As shown in FIG. 7, the suture anchor 100 is positioned in the bone 400 with the anchor head 130 facing the tendon and therefore, since the opening of the reservoir 200 faces the soft-tissue-bone interface, the released drug, growth factor or therapeutic agent is released at this important interface, thereby promoting improved healing at the interface.

The anchor 100 is configured to deliver a therapeutic drug or growth factor to the site of healing in contrast to conventional anchor/drug devices where the direction of drug released was not tailored. In other words, the anchor 100 has the mechanical features of conventional suture anchors; however, the anchor 100 incorporated a drug or growth factor delivery system into the body 110 of the anchor 100. This permits the surgeon to apply the agent without any additional steps to the procedure since it will be delivered when the suture anchor 100 is placed.
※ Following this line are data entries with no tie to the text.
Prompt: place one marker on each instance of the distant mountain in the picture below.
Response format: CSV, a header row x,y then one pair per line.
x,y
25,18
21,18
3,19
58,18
The drug/growth factor is then released from the top of the anchor 100 into the site of the tendon-bone healing without having to place a “third party” carrier between these tissues. This will maximize the tendon-to-bone contact area while still delivering the agent to the area of healing. Moreover, the carrier will be shielded from most of the fluid in the joint since it will be covered on the periphery and distal surface by the body of the anchor. This should limit premature elution of the agent during arthroscopic-procedures.

It will also be understood that while FIGS. 6-7 illustrate the use of the anchor 100 in rotator cuff surgery to release growth factor(s) stored in the reservoir 200 to improve bone-tendon healing, the anchor 100 can be used in other application besides this one. For example, therapeutic agent can be an anti-inflammatory, such as an NSAID, a cytokine inhibitor (e.g., inflixamab, etanercept), or an anti-inflammatory cytokine (e.g., IL-10). Moreover, the therapeutic agent can also be an antibiotic to prevent or treat infection, or a local anesthetic to improve post-operative pain relief. In addition to rotator cuff surgery, the suture anchor 100 can be used for any procedure that calls for soft tissue to bone fixation. Such surgeries, include but are not limited to: medial collateral ligament repair, shoulder and hip labral repairs, biceps tenodesis, deltoid ligament repairs, triangular fibrocartilage complex repairs, lateral ulnar collateral ligament repair, etc. Also, as discussed above, the reservoir 200 can be left empty, thereby permitting the surgeon to select the precise contents thereof for any given application.

While exemplary drawings and specific embodiments of the present invention have been described and illustrated, it is to be understood that the scope of the present invention is not to be limited to the particular embodiments discussed. Thus, the embodiments shall be regarded as illustrative rather than restrictive, and it should be understood that variations may be made in those embodiments by workers skilled in the art without departing from the scope of the present invention as set forth in the claims that follow, and equivalents thereof. In addition, the features of the different claims set forth below may be combined in various ways in further accordance with the present invention.